Vanessa and Her Sister

Title:  Vanessa and Her Sister
Author:  Priya Parmar
Publication Information:  Ballantine Books. 2014. 368 pages.
ISBN:  080417637X / 978-0804176378

Book Source:  I received this book as a publisher's galley through NetGalley free of cost in exchange for an honest review.

Favorite Quote:  "There can be no beginning again. Love and forgiveness are not the same thing."

Several books I have read over the past couple of years present a fictionalized account of an actual relationship:
  • Madame Picasso is the story of Eva Gouel and Pablo Picasso.
  • Mrs. Hemingway is the story of the four wives of Ernest Hemingway.
  • Under the Wide and Starry Sky is the story of Fanny Osbourne and Robert Loius Stevenson.
  • I Always Loved You is about the relationship between Edgar Degas and Mary Cassatt.
  • Mrs. Poe tells the story of Edgar Allen Poe, his wife Virginia, and Frances "Fanny" Osgood.
  • The Paris Wife is another story about Ernest Hemingway and his marriage to Elizabeth Hadley Richardson.
Each book shares the idea of depicting both a relationship and a time in history. They all do so with a varying degree of success and a shifting balance between the history and the individual story.

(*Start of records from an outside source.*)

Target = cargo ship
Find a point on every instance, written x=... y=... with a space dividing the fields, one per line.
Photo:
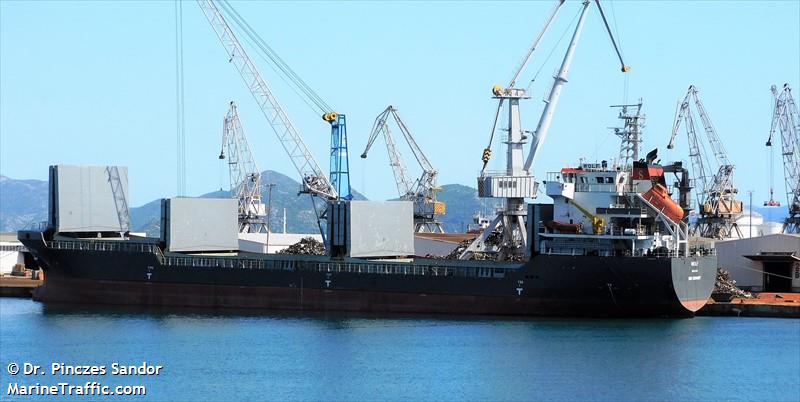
x=613 y=244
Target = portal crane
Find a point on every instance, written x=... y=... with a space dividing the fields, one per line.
x=785 y=118
x=422 y=191
x=517 y=182
x=716 y=195
x=314 y=180
x=245 y=177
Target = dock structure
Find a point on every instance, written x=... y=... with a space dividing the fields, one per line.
x=782 y=305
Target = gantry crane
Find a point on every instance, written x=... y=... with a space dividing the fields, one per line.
x=517 y=182
x=716 y=193
x=422 y=191
x=245 y=177
x=785 y=118
x=314 y=180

Vanessa and her Sister is different from the other in that it is not the story of a romantic relationship. It is the story of two sisters - Virginia Woolf and her sister Vanessa Bell. The two were sisters, friends, and rivals. They were also central members of the Bloomsbury Group in early twentieth century London. Virginia, the author in the family, suffered from mental illness, now suspected to be bipolar disorder, and eventually committed suicide in 1941 at the age of only 59. Vanessa, the artist of the family, was perhaps always in the shadow of her sister and perhaps always in the role of her sister's caretaker. Even today, most biographical listings or Vanessa Bell include in the opening sentences the fact that she is Virginia Woolf's sister.

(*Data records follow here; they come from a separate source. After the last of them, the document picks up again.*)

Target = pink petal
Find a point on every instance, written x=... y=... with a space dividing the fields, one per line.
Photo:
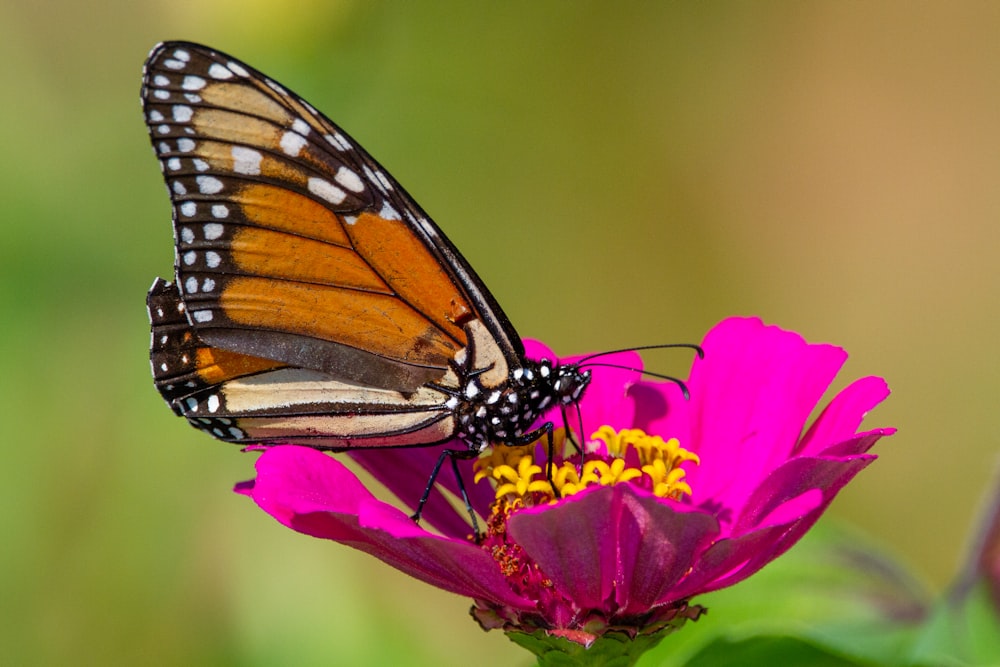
x=842 y=418
x=613 y=540
x=750 y=397
x=317 y=495
x=406 y=471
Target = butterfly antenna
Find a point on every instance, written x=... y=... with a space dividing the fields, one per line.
x=690 y=346
x=661 y=376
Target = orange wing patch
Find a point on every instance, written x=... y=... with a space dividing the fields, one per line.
x=215 y=365
x=410 y=269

The Bloomsbury Group was not a formal group but rather a name given after the fact to a set of individuals who met regularly in the early 1900s. Its significance lies in the people involved, which included Virginia, Vanessa, their brothers Thoby and Adrian, economist John Maynard Keynes, art critic Clive Bell, writer Leonard Woolf, writer and critic Giles Lytton Strachey, writer EM Forester, and artist Duncan Grant. Interestingly, at the time, none in the group had reached the fame they would later find. Relationships flourished within the group, including friendships, marriages, and affairs.

This story begins in 1905, towards the beginning of the time this group started to meet. It continues to about 1912. The story centers on Vanessa and Virginia, but really encompasses the entire Bloomsbury Group. The book, in fact, begins with a character list several pages long.

Unfortunately, even by the end, the characters remain somewhat just a list. The story is told primarily through Vanessa's point of view. It is an epistolary tale, told through Vanessa's journal entries interspersed with letters, facsimiles of tickets, postcards, and other such things. This format leads to this sense of viewing snapshots in quick succession without a sense of continuity or flow.

This combined with an extensive cast of characters makes the story difficult to follow and the characters - even the narrator Vanessa - difficult to know or develop an empathy for. The interest in learning more about the members of the group is there, but the book does not get beyond the surface of this fascinating list of characters. At the end, I am left with neither a sense of the time and history nor an in depth look at the relationship between Vanessa and Virginia.